BRASÍLIA - A mulher do indicado pelo Governo Federal para o cargo de ministro do Supremo Tribunal Federal (STF), José Antonio Dias Toffoli, teria sido nomeada como assessora da Casa Civil em 2003, nove meses depois do seu marido assumir um posto de chefia na mesma pasta, segundo informações da edição desta sexta do jornal Folha de S. Paulo.

A súmula vinculante nº 13 editada pelo STF em agosto de 2008 proibiu situações como essa, declarando inconstitucional a nomeação nos três poderes e nos âmbitos municipal, estadual e federal de parentes de servidores públicos em cargos de chefia, direção ou assessoramento.

Mônica Ortega Toffoli teria permanecido no cargo por cerca de um ano, com nomeação registrada no Diário Oficial da União em agosto de 2003. Como assessora da Diretoria Geral da Imprensa Nacional, órgão que pertence à estrutura da Casa Civil, Mônica teria ganho um salário de R$ 4,9 mil.

Ao jornal, por meio de sua assessoria de imprensa, Toffoli negou a indicação de sua mulher e disse que os dois estavam separados na ocasião. A Casa Civil teria encaminhado na época uma resposta à Câmara, dizendo que Mônica era mulher de Toffoli, mas a assessoria do magistrado informou à Folha que isso aconteceu porque eles não formalizaram a separação.

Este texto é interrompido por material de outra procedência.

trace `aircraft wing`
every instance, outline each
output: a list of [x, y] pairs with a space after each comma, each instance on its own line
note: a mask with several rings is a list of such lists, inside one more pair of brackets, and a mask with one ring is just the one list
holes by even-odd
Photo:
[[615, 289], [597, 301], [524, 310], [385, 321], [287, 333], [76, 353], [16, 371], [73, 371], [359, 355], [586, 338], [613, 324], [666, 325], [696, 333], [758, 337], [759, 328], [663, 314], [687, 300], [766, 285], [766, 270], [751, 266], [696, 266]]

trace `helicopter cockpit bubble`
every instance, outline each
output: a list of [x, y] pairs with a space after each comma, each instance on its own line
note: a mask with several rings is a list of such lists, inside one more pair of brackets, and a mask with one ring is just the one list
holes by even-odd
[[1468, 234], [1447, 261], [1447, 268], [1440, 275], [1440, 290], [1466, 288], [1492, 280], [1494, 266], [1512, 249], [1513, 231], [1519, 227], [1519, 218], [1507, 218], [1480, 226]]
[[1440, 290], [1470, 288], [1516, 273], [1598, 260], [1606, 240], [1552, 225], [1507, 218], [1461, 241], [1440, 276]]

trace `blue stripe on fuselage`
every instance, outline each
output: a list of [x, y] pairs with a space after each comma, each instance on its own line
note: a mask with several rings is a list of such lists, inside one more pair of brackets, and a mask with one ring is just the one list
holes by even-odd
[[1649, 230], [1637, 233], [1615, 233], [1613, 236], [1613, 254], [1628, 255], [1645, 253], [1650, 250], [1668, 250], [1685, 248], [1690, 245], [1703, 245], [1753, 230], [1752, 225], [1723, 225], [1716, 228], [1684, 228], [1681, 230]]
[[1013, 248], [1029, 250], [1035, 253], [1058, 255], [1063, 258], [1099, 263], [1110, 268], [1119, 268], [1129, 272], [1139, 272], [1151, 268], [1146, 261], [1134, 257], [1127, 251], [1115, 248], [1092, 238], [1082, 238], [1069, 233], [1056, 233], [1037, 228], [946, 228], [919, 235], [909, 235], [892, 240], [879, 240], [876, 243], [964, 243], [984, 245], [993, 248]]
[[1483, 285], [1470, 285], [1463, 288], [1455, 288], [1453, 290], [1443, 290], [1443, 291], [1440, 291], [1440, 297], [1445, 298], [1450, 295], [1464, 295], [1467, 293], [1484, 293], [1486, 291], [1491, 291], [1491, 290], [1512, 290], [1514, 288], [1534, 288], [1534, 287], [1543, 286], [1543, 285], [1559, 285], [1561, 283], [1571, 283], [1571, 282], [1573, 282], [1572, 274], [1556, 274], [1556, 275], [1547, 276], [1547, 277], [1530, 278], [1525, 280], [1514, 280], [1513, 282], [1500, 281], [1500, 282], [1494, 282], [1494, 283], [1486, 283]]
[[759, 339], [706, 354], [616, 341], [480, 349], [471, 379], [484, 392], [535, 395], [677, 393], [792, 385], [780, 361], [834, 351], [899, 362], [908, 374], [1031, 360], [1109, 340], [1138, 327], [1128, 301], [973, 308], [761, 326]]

Ouvida pela Folha, Mônica também teria se recusado a dizer a quem coube sua indicação, se limitando a afirmar que tinha todas as qualificações exigidas para o cargo. O diretor geral da Imprensa Nacional na época, Fernando Tolentino, disse à Folha que o seu nome foi indicado porque pediu uma pessoa com perfil para trabalhar em relacionamento com público externo. Tolentino, entretanto, disse ao jornal saber que Mônica era mulher de Toffoli.

Mônica disse ao jornal achar 'absurdo' o fato de ter sua vida profissional investigada pelo fato de Toffoli ter sido indicado para um cargo público. Ela também argumentou à Folha que é uma profissional de relações públicas reconhecida, que trabalhou em empresas como Nestlé e Bayer e que trabalha na área desde os 17 anos de idade.